The X-Files #255: Like Water for Octane

"People never see history coming. It kinda just sneaks up on 'em, like when the Chinese bombed Pearl Harbor."
ACTUAL DOCUMENTED ACCOUNT: The Gunmen try to find a suppressed water-powered car.

REVIEW: Finally, an episode that delves into the main characters a little more than usual, even though it's through Jimmy's wacky perspective. The teaser presents us with childhood versions of the three Gunmen - Byers the proud future civil servant, Langley the boy hacker who can't wait to leave his family's dairy farm, and Frohike the diminutive man of action who can beat up kids three times his size and whose dream is of becoming a publisher like Hugh Hefner. To Jimmy, these are American heroes seeking the Truth with a capital "T", and the story kind of bears this out, even though Jimmy isn't too sure about his history. The reality is still a lot more mundane than he would have it and the story begins with Byers on a usually fruitless visit to the Freedom of Information Office. This time, he gets a big box of files, which contains only a cinder block and one (1) heavily-redacted document. If the Gunmen are the epic heroes of Jimmy's imagination, the truth of it lies in their destiny. It's proper that their childhoods were evoked, because the one document contains a reference to a water-powered car Frohike once drove and with which he has always been obsessed. Fate?

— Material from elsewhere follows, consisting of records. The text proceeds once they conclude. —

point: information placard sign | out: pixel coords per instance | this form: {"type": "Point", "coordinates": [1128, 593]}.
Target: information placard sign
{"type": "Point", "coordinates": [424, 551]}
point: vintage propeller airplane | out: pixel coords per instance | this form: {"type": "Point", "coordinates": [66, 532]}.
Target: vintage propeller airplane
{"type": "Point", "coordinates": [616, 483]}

Well, Yves made sure they got that document; she's manipulating into doing all her dirty work for her, finding the car for an oil company here fronted by future Human Target Mark Valley (because she totally lives in that world). But they do find the farm on which the car is hidden (giving Langley fierce flashbacks), so maybe.

The episode is quite a good one for Jimmy too. He gets to prove his usefulness to the group, even if it's mostly as brawn and quick reflexes. And a touch hit and miss. I like that he's got the situation in hand when the Gunmen have a flat, and his accidentally tipping the VW van into a pond is a genuinely amusing moment. Later, he gets to go undercover since he's the only member of the team clean cut enough to pass as military (well, there's Yves, but she's not really on the team), and saves the day at the end by yanking on a bull's... well... you know. His stubborn attempt at digging through rubble to find his friends when he thinks they're trapped under is even kind of touching. He's dumb - he starts off by putting a used coffee filter in the office's shredder - even unlucky, but not absurdly so. That's a step up. This episode dials the pratfalls way down in favor of character-driven humor, whether that's Langley going from king in a computer game to symbolic pauper with his arm up a cow's butt, Byers dragging a cinder block around (a trolling device that returns late), or Frohike's extreme and unwarranted paranoia. Are they teasing a flirtation between Jimmy and Yves as well?

At first I thought it was a misstep that the Gunmen, indeed the entire episode, was against the water-powered car. But the characters may have a point. The existence of a car unaffected by gas availability or prices might mean more cars, more roads, more clear-cutting, and no less oil drilling repurposed to lubricants and plastics. Would it mean MORE pollution in the long run? The arguments are perhaps facetious, I don't know. They strike me as strange, but are at least thought-provoking. At least they don't destroy the tech, just keep it hidden for the moment. So for not bothering with obvious platitudes or the expected removal of agency (the car destroyed in an accident, for example), I'm giving the show some credit.

REWATCHABILITY: High
- The Lone Gunmen's first success! It's funny and character-driven, and doesn't quite go where you think it will.